2013年5月3日金曜日

「COCOON(コクーン)/今日マチ子」を読んで


 ふと読んでみた今日マチ子のCOCOONが頭から離れなくなってしまった。仕方がないので、久しぶりにブログを書く事にした。

 「COCOON」とは繭のことで、この作品(漫画)は第二次大戦末期のひめゆりの塔をモチーフに、ごく普通の少女が残酷な戦争の現場で出会った出来事について書かれている。絵はどちらかというと、素朴な絵で残酷な場面でもさらったした感じなのだが、この素朴さゆえに、よけいに読み終わったあとでこの物語が頭から離れなくなった。

 ちなみに、いちおう誤解が無いように述べておくと、私は朝鮮半島の緊張や、ちょうど話題になった靖国や過去の戦争犯罪といった今風の流れでこの本を手に取ったのではない。何か読みたいなと思って本屋で物色していた際に、どこかで聞いたようなタイトルだなと思って手にとっただけだ。
 別にイデオロギーでもヒューマニズムでもなんでもない、ただの偶然としてこの作品を読んだ。

 そして読み終わってから、何とも言えないような気分になった。悲しみでも怒りでもなく、ただ脱力するような、あるいは切ないような、さみしいような気分だった。実際に私はこの気持ちはなんなのだろうと自問自答を繰り返しもした。

 この作品の最大の特徴は、きわめて少女の主観的な視点で、できごとや場面での感情が淡々と描き続けられていることだ。そこには第三者的な視点、つまり批判や評論、総括的なものはなく、読者はただ夢の中で遭遇した場面のように、目の前で起きる出来事を受け入れるしかない。
 そして主人公の少女(約70年前)の素朴な思考や感覚で語られる世界は、とても当たり前の事として残酷な現実が描かれている。悪夢のような世界を読者は追体験する。だからこそだろう、この作品はさらりと読めるが、読んだ後で何とも言えない気持ちとなった。
 
 ちなみに、これから読もうと考える人もいると思うので言っておく。これは良い作品であり、好き嫌いに関わらずいつか読んでみる価値はあるだろう。そして読み終わったあとで、やり場のない感情をただ受け入れれば良い。
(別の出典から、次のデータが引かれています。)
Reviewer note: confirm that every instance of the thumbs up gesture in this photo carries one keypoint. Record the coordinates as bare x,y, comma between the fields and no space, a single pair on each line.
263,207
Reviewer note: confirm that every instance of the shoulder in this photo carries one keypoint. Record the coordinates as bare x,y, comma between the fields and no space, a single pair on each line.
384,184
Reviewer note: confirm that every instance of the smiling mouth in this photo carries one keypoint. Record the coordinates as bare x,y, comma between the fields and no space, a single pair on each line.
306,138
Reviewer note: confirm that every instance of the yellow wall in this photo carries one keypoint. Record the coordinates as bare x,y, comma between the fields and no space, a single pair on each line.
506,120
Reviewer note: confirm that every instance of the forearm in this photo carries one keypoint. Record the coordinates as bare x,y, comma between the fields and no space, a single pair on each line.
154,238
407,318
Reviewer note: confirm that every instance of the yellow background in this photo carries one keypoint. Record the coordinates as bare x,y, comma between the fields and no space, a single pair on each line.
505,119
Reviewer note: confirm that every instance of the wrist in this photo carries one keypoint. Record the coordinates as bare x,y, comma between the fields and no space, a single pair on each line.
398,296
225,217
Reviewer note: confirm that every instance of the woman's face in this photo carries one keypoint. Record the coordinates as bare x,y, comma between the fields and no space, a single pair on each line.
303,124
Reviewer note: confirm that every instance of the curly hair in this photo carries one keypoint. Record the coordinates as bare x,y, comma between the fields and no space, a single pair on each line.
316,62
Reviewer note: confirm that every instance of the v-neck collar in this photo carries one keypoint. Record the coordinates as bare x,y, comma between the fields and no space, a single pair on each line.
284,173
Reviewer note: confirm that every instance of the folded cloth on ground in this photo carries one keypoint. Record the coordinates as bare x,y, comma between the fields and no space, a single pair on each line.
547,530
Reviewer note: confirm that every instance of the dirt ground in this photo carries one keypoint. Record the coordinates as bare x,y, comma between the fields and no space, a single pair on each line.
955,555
 この作品がそうであったように、私はよくあるような「戦争の悲劇」や「残酷や悲惨さ」といった話をして、戦争や過去の善し悪しを語りはしない。この複雑な想いを、そんな簡単な言葉で片付けたくはない。急いで答えを求めるようなものでもない。
 だから私は、あえてここでは戦争の何なのだとヒューマニズム的な事は書きはしない。そんな安っぽいセリフは使いたくない。

 私はただ、この何とも言えない感情に戸惑い、そして同様の想いを感じさせてくれた他の作品(漫画)を思い出した。「EDEN/遠藤浩輝」という作品で、この物語はストーリや設定も良いのだけれども、それよりも「ただただ残酷な現実が何の解決もされずに続いてゆく」そこが好きだった。
 無理に、あるいは安易に答えを出すのではなく、悩み苦しみながらも世界は無情に動いてゆく、そこには善悪といった説明ではなく、ただただ「あるがままに」世界はあってそれを受け入れてゆく、そこが良い。
 でなくても、我々は普段、安易な答えを求めすぎているからだ。そうではなく、言葉で説明できるような答えは無く、悩み苦しみ、それゆえに成長の可能性が感じられる、そう言った物語である。

 ああそうだ、つまり言いたかったのは私は答えが聞きたいわけではなく、ただありのままを知りたいという事だったのかもしれない・・・。